In a statement issued Monday, the Kashmir University Teachers Association (KUTA) expressed concern, but said a “diminishing faith in the state and its political establishments” was driving the educated youths to the path of violence.

“It is a political issue that needs political intervention… not an issue of unemployment or economic packages,” it added.

Kashmir University students and alumni point to the reduced space for political dissent in the Valley, saying the muzzling begins on the college campus itself.

The absence of student activism, they said, was driving the young to extreme forms of expression.

“There is a complete ban on student politics in Kashmir’s universities, which means there is no scope for debate, dissent or discussion,” said a student, adding, “When we are only being fed what the system wants us to absorb, and there is no way to dissent, incidents like these are bound to happen.”

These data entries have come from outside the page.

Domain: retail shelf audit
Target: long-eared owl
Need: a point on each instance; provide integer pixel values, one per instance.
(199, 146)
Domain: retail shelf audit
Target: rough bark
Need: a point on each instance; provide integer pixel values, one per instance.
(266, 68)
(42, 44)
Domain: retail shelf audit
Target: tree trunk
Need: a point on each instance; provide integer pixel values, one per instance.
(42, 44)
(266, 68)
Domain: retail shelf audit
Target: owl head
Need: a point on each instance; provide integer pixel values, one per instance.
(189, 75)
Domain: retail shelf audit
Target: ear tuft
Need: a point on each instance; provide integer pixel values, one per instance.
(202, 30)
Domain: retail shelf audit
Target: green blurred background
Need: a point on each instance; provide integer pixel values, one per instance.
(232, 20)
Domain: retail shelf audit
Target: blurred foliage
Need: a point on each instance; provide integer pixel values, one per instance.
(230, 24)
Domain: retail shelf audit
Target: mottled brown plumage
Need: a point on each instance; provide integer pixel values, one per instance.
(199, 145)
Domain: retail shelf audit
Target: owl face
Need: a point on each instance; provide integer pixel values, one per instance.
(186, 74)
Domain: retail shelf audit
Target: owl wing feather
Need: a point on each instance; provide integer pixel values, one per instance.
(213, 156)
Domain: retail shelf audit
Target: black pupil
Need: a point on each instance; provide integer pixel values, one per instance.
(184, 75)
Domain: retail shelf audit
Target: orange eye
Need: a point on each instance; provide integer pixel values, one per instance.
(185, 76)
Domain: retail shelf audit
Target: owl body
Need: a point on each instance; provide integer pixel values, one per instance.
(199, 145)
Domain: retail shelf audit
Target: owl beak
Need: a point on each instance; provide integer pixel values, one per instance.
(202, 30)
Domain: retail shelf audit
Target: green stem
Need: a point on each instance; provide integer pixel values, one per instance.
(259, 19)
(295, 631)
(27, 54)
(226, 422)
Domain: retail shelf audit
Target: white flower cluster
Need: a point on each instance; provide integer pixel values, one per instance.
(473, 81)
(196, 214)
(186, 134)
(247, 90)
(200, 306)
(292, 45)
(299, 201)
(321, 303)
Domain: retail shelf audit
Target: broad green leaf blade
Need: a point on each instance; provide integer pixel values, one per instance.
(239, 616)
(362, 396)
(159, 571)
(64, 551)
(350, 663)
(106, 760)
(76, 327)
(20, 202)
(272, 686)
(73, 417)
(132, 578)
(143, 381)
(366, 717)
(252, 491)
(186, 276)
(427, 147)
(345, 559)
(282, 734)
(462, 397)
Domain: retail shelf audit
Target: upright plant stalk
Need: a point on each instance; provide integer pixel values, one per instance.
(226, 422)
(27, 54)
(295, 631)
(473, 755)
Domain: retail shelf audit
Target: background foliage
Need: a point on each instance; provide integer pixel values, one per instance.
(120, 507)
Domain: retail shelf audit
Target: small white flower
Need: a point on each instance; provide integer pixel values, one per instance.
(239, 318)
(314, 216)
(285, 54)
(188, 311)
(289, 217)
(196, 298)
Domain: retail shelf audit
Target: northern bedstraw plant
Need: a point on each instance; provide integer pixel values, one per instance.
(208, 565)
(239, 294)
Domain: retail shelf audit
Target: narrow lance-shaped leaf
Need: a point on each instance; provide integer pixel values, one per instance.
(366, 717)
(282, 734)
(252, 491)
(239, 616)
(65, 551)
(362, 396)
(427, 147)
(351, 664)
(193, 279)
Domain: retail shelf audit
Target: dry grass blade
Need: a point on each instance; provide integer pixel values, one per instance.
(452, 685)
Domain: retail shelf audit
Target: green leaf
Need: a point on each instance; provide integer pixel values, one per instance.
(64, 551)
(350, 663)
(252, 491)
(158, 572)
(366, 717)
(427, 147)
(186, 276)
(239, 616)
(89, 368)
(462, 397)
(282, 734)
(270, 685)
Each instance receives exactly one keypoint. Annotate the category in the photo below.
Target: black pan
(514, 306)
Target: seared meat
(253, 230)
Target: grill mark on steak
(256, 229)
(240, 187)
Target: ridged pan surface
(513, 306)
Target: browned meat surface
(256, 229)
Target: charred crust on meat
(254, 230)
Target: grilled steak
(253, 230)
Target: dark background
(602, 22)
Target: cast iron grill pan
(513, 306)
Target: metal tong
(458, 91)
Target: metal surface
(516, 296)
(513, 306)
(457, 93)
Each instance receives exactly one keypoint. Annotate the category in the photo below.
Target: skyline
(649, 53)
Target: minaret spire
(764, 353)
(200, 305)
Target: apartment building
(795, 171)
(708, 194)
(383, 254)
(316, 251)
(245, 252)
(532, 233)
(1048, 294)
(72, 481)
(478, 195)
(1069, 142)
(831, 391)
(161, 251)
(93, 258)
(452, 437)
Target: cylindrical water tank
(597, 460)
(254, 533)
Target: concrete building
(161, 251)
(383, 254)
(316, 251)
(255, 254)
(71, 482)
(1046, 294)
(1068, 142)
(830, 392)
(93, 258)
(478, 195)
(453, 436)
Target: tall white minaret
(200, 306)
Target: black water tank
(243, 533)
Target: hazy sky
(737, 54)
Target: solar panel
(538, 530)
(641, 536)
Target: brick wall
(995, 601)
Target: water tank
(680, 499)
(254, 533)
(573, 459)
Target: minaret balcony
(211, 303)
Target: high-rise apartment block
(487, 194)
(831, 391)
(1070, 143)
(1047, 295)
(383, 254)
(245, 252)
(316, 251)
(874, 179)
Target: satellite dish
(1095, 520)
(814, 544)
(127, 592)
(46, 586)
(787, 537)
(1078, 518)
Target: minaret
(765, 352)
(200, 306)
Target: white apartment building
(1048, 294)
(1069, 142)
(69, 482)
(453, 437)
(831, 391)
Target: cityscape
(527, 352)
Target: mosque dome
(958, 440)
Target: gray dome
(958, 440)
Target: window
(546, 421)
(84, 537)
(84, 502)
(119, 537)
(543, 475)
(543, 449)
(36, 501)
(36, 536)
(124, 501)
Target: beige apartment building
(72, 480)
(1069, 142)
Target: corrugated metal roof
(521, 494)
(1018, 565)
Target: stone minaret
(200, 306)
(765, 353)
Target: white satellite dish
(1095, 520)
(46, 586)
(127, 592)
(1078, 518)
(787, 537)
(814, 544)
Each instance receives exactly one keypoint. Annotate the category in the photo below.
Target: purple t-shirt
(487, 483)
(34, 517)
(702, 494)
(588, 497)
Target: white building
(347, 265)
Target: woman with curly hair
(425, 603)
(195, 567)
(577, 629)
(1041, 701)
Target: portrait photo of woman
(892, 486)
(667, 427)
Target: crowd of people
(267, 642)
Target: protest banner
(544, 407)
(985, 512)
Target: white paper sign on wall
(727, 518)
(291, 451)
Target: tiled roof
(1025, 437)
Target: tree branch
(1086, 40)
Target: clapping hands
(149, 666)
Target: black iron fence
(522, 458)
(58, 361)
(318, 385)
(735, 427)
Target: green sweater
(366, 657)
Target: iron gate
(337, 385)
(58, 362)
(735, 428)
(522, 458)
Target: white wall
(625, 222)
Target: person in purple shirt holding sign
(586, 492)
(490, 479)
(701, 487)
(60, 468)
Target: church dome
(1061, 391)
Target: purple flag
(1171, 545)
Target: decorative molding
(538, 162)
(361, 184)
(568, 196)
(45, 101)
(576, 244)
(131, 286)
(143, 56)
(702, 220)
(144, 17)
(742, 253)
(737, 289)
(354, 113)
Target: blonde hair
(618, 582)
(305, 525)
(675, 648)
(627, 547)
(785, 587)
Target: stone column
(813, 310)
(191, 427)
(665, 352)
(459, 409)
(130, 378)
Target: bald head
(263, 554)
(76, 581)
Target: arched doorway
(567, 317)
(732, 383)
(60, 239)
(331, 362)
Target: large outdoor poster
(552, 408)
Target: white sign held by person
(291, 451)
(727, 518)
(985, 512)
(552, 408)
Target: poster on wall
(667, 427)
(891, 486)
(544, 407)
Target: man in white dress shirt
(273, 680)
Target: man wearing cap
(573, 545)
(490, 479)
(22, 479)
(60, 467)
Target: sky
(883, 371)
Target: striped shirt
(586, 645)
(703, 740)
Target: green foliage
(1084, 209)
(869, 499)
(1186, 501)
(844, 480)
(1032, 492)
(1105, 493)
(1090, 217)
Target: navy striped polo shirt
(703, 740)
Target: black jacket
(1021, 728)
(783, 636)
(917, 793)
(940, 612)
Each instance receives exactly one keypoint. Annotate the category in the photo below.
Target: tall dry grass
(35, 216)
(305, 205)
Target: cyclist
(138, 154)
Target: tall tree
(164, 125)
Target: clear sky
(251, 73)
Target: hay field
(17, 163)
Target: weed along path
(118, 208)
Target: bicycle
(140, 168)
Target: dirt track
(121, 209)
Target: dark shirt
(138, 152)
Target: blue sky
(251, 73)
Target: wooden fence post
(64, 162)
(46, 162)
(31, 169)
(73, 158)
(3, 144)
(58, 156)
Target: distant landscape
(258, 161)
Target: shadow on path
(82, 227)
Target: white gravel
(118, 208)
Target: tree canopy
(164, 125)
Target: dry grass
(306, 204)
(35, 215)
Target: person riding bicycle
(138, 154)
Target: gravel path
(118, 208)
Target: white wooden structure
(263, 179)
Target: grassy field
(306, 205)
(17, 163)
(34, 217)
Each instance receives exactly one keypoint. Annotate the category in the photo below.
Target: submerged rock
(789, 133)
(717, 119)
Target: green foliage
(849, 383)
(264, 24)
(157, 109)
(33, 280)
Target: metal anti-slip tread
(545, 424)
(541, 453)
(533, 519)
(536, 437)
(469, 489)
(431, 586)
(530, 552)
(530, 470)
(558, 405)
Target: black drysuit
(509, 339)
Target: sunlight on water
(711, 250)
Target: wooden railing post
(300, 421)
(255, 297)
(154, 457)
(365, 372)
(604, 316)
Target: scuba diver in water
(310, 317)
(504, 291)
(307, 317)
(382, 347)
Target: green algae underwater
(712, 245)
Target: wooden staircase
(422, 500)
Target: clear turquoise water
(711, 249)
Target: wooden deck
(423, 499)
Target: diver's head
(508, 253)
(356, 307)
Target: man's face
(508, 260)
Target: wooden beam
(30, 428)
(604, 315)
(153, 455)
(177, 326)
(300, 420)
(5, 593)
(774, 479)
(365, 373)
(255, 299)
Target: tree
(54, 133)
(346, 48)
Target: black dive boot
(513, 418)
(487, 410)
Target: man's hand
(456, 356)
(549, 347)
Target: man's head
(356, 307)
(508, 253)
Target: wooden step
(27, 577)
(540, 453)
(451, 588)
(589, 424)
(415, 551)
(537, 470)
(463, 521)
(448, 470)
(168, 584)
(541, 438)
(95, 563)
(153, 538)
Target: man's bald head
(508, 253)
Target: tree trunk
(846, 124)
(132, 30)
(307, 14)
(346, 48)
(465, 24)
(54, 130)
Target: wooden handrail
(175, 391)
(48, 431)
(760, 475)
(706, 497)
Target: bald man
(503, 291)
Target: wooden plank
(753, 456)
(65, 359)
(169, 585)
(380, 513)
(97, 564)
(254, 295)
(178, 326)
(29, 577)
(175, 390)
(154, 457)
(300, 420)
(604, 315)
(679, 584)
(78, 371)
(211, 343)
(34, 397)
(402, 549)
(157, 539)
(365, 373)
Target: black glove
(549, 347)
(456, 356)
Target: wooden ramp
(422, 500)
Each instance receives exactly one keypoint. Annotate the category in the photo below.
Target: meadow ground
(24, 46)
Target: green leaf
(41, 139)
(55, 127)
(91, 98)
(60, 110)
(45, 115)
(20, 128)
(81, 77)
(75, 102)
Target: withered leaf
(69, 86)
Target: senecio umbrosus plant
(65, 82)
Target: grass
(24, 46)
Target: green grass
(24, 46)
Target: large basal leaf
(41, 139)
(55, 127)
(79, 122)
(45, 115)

The Kashmir University Student Union, first banned during the turbulent days of the militancy in the 1990s, was briefly allowed to function between 2007 and 2009. After 2009, it was termed “anti-India” by the university on account of the debates and protests organised by the union, and permission to hold events was withheld.

There has been almost no student activism on the campus since 2011.

A former student told ThePrint, “The student union was termed anti-establishment by the university authorities and hence not allowed to function. Not just this, the members of the union were also punished in various ways.”

“That was the end of debate and dissent on the campus, and this has a lot to do with people taking such extreme steps like joining the militancy.”

A current Kashmir University student said the curbs extended to the point that they were barred from using the word “conflict” in research papers on Kashmir, reportedly an attempt to bolster the perception of normalcy. “They want us to feel and behave as if everything is normal, but that is not the situation,” the student said.

The university administration has taken a few steps to curb disenchantment among students. This includes setting up a ‘Centre for Kashmir Studies’, which exclusively focuses on the Valley’s culture, around five years ago. The purpose of the centre was to connect the youth to Kashmiri culture and values, but the administration said it had evoked minimal interest among students.